For any young boxer, the decision to abandon one’s amateur career in favour of turning professional is always a difficult one. In the case of Daniel Dubois, who is widely seen as one of Britain’s best young boxing prospects, you can imagine the inner turmoil over the decision to give up the chance to compete at the Tokyo Olympics.
But that is the decision Dubois made, and with reputable promoter Frank Warren on the scene, perhaps it’s easy to see why the young boxer decided to focus on becoming a professional. After all, Warren is one of the best in the business, and boasts heavyweight champion Tyson Fury among his clientele.
Dubois is a fighter whose potential was clear from a very early age, and his decision to go professional has been more than justified since he did so. 15 wins from 15 bouts is a record that speaks for itself, and perhaps even more impressive is the nature in which the 23-year-old has achieved that feat.
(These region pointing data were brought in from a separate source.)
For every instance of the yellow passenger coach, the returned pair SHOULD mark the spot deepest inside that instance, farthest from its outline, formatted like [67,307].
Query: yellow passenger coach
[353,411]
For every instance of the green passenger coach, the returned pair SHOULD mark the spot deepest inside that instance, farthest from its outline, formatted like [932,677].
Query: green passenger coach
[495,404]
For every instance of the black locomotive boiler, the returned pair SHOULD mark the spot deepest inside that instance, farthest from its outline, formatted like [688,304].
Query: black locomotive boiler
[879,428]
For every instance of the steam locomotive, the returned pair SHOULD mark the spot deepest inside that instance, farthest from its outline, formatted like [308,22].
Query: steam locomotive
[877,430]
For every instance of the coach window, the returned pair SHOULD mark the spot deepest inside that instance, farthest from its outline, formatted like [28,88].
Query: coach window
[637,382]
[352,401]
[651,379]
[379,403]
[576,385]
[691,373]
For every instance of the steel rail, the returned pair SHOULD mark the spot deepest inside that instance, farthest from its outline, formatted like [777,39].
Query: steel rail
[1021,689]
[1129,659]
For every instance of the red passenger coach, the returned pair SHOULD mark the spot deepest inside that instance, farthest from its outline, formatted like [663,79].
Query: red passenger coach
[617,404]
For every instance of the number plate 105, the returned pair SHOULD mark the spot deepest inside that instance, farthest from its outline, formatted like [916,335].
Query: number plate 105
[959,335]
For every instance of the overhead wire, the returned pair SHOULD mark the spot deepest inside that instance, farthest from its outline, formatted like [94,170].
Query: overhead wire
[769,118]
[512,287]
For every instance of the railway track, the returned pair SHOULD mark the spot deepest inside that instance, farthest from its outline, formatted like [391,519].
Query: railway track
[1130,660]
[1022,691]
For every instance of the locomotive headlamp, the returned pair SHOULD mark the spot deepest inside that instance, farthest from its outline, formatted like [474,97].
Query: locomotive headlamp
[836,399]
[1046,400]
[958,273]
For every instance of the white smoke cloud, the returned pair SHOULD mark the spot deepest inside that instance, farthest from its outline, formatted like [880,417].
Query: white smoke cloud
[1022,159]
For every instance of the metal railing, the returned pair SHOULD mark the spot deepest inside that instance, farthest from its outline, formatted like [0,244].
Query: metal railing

He is a boxer blessed with innate punching power, and out of his 15 victories, just one of them has come via a decision, the rest physical proof of Dubois’ knockout credentials.
He’s as talented a heavyweight the UK has produced since Joshua himself burst onto the scene, and with every passing fight he seems to only get stronger. The next challenge is a significant one, as Dubois takes on Joe Joyce, another fighter with an unbeaten record, on November 28th at the BT Sport Studios in London. The latest Dubois v Joyce odds place the former as the overwhelming favourite, and that’s no surprise given how impressive Dubois’ rise to prominence has been.
But in the form of Joyce, there is a boxer who has experienced the unique thrill of winning an Olympic medal, having won silver in the super-heavyweight division at the 2016 Games in Rio de Janeiro. Although Joyce is 12 years older than Dubois, he has four fewer professional bouts under his belt than his upcoming opponent. This is due to Joyce’s lengthy amateur career, where in addition to his Olympic silver medal, he won gold at both the Commonwealth Games and the European Games, along with bronze medals at the World Championships and European Championships.
That’s quite the amateur career, and Joyce has built on his success by going 11 fights unbeaten as a professional. Dubois will be the toughest test yet for the 35-year-old, but even if the odds are to prove correct and Dubois emerge victorious, he will always have the glory of his amateur successes to look back on with pride.
Conversely, if Joyce is to upset the odds and win, then Dubois’ budding heavyweight career will take a serious dent. If ‘Triple D’ is to suffer defeat, then many avenues may close to the young fighter. Not least among these is the prospect of taking on Olexsandr Usyk, which might occur if Anthony Joshua decides to abandon his titles to take on Fury instead of Usyk.
But judging by the confidence Dubois exudes, and the competence he has displayed across his impressive record of victories, he does not seem the kind to hold regrets for missing out on Tokyo, whenever the Games end up taking place.
“Joe’s Joe,” Dubois said recently of his opponent. “He boxes differently that’s all I’m gonna say. He’s got his own way of doing things and that’s who I’m gonna be fighting. I’ve just got to be ready to fight him and take away everything that he brings.”
What Joyce brings is Olympic pedigree and an impressive amateur record. But, for Dubois, there is a sense that the young starlet is destined for the most glittering achievements the sport has to offer. Perhaps, in a few years’ time, we will view Dubois’ talent as one that transcended the need to tussle and toil at amateur level.